In the next post, I’ll delve a little further into whakapapa and connection to the whenua/land. To wrap up this post, I’ll share my pepeha – I’m personalising it further as I learn more:
Ko Tiamana te whakapaparanga mai
Ko Tāmaki Makaurau te whenua tupu
Ko Rangitoto te maunga te rū nei taku ngākau
Ko Tamaki te awa e mahea nei aku māharahara
Kei Kirikiriroa au e noho ana
Ko Monica Peters au
My ancestry is German, but I grew up in Tāmaki Makaurau/Auckland – it’s still “home” despite residing in Kirikiroa/Hamilton for over a decade. I maintain my connection both to Rangitoto and the Tāmaki estuary – they are the landscape markers of my childhood.
Kia pai tō koutou rā
Mahuika, N. (2019). A Brief History of Whakapapa: Māori Approaches to Genealogy. Genealogy, 3(2), 32. https://doi.org/10.3390/genealogy3020032
Moorfield, J. (2001). Te Kākano (2nd ed.). Pearson New Zealand.

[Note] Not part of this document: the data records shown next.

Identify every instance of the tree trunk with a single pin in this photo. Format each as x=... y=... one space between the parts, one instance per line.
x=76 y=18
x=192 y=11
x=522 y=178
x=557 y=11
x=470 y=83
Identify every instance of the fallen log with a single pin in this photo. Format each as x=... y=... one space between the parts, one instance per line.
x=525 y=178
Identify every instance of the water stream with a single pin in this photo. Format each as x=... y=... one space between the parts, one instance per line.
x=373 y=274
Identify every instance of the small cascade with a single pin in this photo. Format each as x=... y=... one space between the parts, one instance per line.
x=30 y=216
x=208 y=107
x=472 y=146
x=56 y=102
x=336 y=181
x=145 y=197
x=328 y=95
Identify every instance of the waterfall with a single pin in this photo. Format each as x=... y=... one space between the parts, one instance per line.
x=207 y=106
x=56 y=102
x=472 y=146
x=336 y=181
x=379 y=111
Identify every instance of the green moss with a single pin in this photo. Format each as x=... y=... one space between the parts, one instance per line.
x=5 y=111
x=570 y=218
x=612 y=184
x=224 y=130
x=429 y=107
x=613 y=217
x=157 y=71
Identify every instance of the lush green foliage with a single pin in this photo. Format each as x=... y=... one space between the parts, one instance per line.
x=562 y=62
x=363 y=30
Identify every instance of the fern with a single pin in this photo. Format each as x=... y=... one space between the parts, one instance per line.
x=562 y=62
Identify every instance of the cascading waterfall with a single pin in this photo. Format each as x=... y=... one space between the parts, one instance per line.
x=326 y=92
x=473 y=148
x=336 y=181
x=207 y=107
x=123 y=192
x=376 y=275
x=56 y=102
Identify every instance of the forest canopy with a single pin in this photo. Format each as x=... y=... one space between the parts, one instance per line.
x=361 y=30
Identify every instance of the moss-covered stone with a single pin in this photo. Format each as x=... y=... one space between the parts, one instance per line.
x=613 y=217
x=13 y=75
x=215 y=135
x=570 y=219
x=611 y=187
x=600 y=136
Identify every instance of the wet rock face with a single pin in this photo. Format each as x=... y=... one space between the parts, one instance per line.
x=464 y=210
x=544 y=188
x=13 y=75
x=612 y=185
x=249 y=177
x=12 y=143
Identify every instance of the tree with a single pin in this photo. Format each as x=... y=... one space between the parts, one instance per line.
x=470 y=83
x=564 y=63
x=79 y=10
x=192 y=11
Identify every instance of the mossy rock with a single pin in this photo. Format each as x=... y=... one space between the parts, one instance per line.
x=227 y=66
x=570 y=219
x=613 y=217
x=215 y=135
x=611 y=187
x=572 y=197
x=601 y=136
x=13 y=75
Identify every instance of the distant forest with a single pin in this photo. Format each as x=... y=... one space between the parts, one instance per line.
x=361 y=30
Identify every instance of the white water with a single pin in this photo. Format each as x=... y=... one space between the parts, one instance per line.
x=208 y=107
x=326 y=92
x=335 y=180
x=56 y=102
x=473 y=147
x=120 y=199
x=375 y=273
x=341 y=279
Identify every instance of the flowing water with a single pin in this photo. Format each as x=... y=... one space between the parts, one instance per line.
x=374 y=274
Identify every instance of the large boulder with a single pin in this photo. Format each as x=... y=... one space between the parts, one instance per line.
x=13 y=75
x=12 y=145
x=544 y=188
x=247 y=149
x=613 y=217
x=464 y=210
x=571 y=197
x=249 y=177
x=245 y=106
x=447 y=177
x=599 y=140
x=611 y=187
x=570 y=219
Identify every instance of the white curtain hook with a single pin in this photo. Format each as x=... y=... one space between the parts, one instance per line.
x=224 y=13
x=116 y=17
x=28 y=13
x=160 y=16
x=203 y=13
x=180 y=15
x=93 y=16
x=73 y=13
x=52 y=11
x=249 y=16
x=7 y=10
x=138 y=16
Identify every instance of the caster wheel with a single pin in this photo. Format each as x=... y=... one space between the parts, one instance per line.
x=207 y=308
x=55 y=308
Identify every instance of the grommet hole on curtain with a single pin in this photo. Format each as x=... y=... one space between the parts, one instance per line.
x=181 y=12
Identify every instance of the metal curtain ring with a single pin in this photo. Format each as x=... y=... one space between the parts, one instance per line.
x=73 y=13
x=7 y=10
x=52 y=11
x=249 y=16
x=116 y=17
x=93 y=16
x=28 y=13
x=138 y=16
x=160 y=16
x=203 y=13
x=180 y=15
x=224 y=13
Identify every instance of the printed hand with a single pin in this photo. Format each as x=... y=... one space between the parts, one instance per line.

Roberts, M. (2013). Ways of Seeing: Whakapapa. Sites: A Journal of Social Anthropology and Cultural Studies, 10(1), 93–120. https://doi.org/10.11157/SITES-VOL10ISS1ID236
Roberts, M., Haami, B., Benton, R., Satterfield, T., Finucane, M. L., Henare, M., and Henare, M. (2004). Whakapapa as a Mäori Mental Construct: Some Implications for the Debate over Genetic Modification of Organisms. The Contemporary Pacific, 16(1), 1–28. https://doi.org/10.1353/cp.2004.0026
Royal, T. A. C. (1992). Whakapapa. In G. C. Palliser (Ed.), GRINZ Yearbook 1992 (pp. 21–25). Genealogical Research Institute of New Zealand.
Te Rito, S. J. (2007). Whakapapa: A framework for understanding identity. MAI Review, 2. http://www.review.mai.ac.nz
Walker, R. (1996). Ngā Pepa a Ranginui: The Walker Papers. Penguin.